Padahal, sambung Denny, desa berlaku umum sedangkan desa adat memiliki pengaruh adat terhadap sistem pemerintah lokal, pengelolaan sumber daya dan kehidupan sosial budaya masyarakat desa tersebut.

Para pemohon menilai UU Nomor 6 Tahun 2014 tentang Desa keliru memahami dan memaknai kedudukan desa sehingga menggiring semua desa menjadi desa administratif.

Baca juga: PABPDSI Sulawesi Barat tolak draf RUU tentang Desa
Baca juga: Senator: Revisi UU Desa akan bentuk Majelis Perdamaian


Pemohon yang merupakan para kepala desa dari berbagai daerah mengajukan pokok permohonan di antaranya tentang pemerintah desa, kepala desa, pemilihan kepala desa yang diatur secara limitatif sehingga desa kehilangan ciri khas dalam model demokrasi untuk pemilihan pemimpin desa.

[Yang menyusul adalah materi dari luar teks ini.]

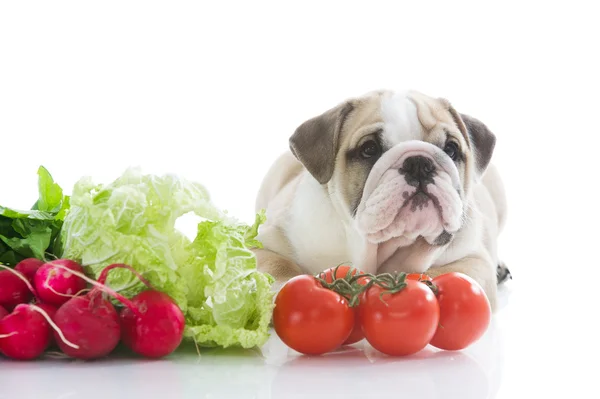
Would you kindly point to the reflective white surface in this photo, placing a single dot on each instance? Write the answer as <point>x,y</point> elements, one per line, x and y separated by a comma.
<point>505,363</point>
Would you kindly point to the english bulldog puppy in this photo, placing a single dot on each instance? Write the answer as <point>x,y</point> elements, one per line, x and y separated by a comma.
<point>385,182</point>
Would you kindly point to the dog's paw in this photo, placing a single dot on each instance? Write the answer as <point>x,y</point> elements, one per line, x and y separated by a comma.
<point>503,273</point>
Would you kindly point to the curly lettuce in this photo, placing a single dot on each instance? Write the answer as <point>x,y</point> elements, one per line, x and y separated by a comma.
<point>213,278</point>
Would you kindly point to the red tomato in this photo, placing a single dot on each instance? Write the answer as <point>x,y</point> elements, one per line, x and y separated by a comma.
<point>465,311</point>
<point>403,323</point>
<point>418,277</point>
<point>311,319</point>
<point>356,335</point>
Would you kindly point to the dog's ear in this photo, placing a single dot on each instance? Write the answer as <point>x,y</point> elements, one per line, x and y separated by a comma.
<point>481,139</point>
<point>315,142</point>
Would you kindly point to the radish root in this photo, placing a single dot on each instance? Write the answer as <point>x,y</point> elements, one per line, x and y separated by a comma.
<point>8,335</point>
<point>54,326</point>
<point>49,287</point>
<point>103,288</point>
<point>22,277</point>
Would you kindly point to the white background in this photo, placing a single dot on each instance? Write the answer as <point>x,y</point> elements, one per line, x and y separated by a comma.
<point>213,90</point>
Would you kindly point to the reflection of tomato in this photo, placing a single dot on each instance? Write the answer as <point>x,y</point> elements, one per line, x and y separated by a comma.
<point>342,271</point>
<point>310,318</point>
<point>402,323</point>
<point>465,311</point>
<point>418,277</point>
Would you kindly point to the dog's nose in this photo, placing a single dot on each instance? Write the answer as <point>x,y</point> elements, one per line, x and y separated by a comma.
<point>418,169</point>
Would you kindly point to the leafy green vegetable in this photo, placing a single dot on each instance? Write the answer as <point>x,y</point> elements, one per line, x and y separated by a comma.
<point>213,278</point>
<point>33,233</point>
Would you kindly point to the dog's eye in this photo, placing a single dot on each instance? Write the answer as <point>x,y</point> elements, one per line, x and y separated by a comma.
<point>451,149</point>
<point>369,149</point>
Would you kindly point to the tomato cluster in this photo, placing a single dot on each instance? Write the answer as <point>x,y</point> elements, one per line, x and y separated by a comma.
<point>398,314</point>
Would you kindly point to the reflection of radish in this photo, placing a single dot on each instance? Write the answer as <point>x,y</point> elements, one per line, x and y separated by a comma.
<point>28,267</point>
<point>13,290</point>
<point>3,312</point>
<point>56,282</point>
<point>25,333</point>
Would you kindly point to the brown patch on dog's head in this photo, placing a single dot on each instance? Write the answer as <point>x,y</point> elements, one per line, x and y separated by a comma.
<point>339,147</point>
<point>444,124</point>
<point>316,141</point>
<point>331,145</point>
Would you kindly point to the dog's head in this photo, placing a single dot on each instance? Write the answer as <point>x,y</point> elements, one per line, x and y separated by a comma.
<point>401,165</point>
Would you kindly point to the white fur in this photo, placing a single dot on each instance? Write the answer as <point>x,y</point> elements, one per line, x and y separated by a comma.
<point>322,234</point>
<point>400,119</point>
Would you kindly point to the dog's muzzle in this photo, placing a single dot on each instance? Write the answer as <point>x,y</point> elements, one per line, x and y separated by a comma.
<point>413,190</point>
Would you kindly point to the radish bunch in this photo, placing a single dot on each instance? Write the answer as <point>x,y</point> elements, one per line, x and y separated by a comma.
<point>55,302</point>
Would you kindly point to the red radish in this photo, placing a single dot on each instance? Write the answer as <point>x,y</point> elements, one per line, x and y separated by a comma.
<point>92,323</point>
<point>156,329</point>
<point>14,288</point>
<point>56,282</point>
<point>89,321</point>
<point>51,310</point>
<point>153,324</point>
<point>25,333</point>
<point>28,267</point>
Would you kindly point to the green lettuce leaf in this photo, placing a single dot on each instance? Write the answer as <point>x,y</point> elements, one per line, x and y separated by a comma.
<point>34,232</point>
<point>213,278</point>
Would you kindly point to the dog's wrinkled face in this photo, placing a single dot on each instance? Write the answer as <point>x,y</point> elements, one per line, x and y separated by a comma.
<point>399,165</point>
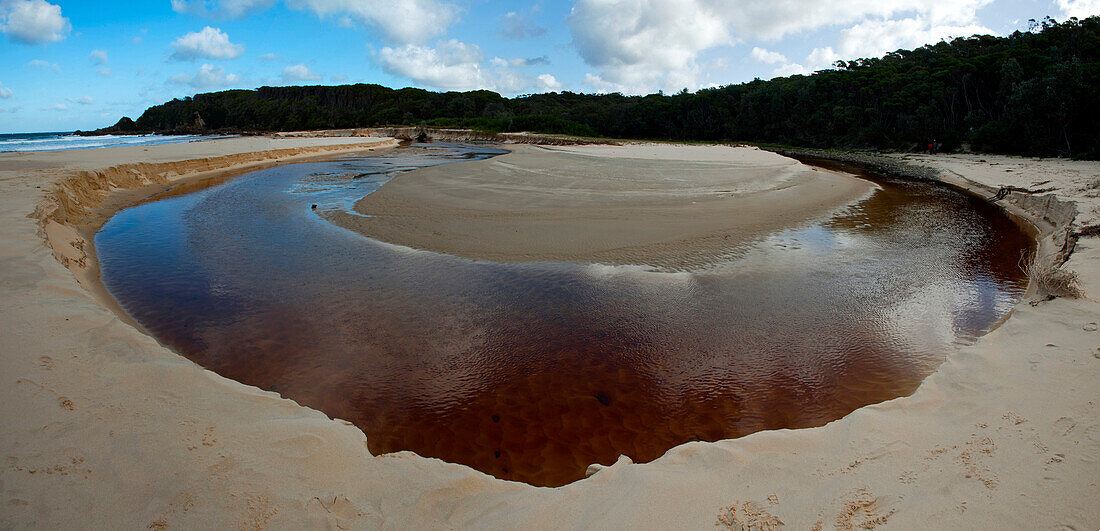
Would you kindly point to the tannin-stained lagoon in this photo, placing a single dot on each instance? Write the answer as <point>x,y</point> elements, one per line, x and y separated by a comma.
<point>532,372</point>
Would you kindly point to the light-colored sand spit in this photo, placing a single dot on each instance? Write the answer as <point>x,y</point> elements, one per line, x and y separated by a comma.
<point>664,206</point>
<point>103,428</point>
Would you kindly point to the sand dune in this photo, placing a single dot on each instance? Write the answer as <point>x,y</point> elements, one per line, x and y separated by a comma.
<point>103,428</point>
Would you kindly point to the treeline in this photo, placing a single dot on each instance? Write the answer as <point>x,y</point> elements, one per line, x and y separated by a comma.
<point>1031,92</point>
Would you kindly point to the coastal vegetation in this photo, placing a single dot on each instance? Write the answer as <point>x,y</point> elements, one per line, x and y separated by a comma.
<point>1030,92</point>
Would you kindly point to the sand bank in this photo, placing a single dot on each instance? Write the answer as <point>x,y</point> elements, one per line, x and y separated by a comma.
<point>663,206</point>
<point>105,428</point>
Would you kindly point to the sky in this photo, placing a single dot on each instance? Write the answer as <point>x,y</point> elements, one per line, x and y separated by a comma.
<point>68,65</point>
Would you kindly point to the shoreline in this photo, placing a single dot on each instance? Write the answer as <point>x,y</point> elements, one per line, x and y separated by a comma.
<point>668,207</point>
<point>69,227</point>
<point>976,443</point>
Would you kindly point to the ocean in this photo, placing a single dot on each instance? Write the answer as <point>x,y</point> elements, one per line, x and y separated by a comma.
<point>39,142</point>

Hal itu termasuk pula terkait pemberhentian kepala desa dan permasalahan perangkat desa yang diatur secara normatif sehingga menimbulkan kebingungan masyarakat, terutama desa yang tidak mengenal sekretaris desa dan perangkat lainnya.

Dalam petitumnya, pemohon melalui kuasa hukum meminta majelis hakim mengabulkan seluruh permohonan. Serta menyatakan 25 pasal yang diujikan bertentangan dengan Pasal 18 ayat (1) dan ayat (2), Pasal 18B ayat (2), Pasal 28C ayat (2), dan Pasal 28D ayat (1) dan ayat (3) UUD 1945.

Sementara itu, Hakim MK Wahiduddin Adams meminta para pemohon mempertegas kedudukan hukum yang terdiri atas kepala desa, perangkat desa, dan perseorangan warga negara.

Selain itu, menurut Wahiduddin, penting untuk para pemohon memperkuat norma pasal yang diujikan dengan dasar pengujian yang benar-benar bertentangan serta merugikan hak konstitusional para pemohon.

"Dari banyak pasal ini, di mana letak pertentangannya bukan kerugian secara global," ujar dia.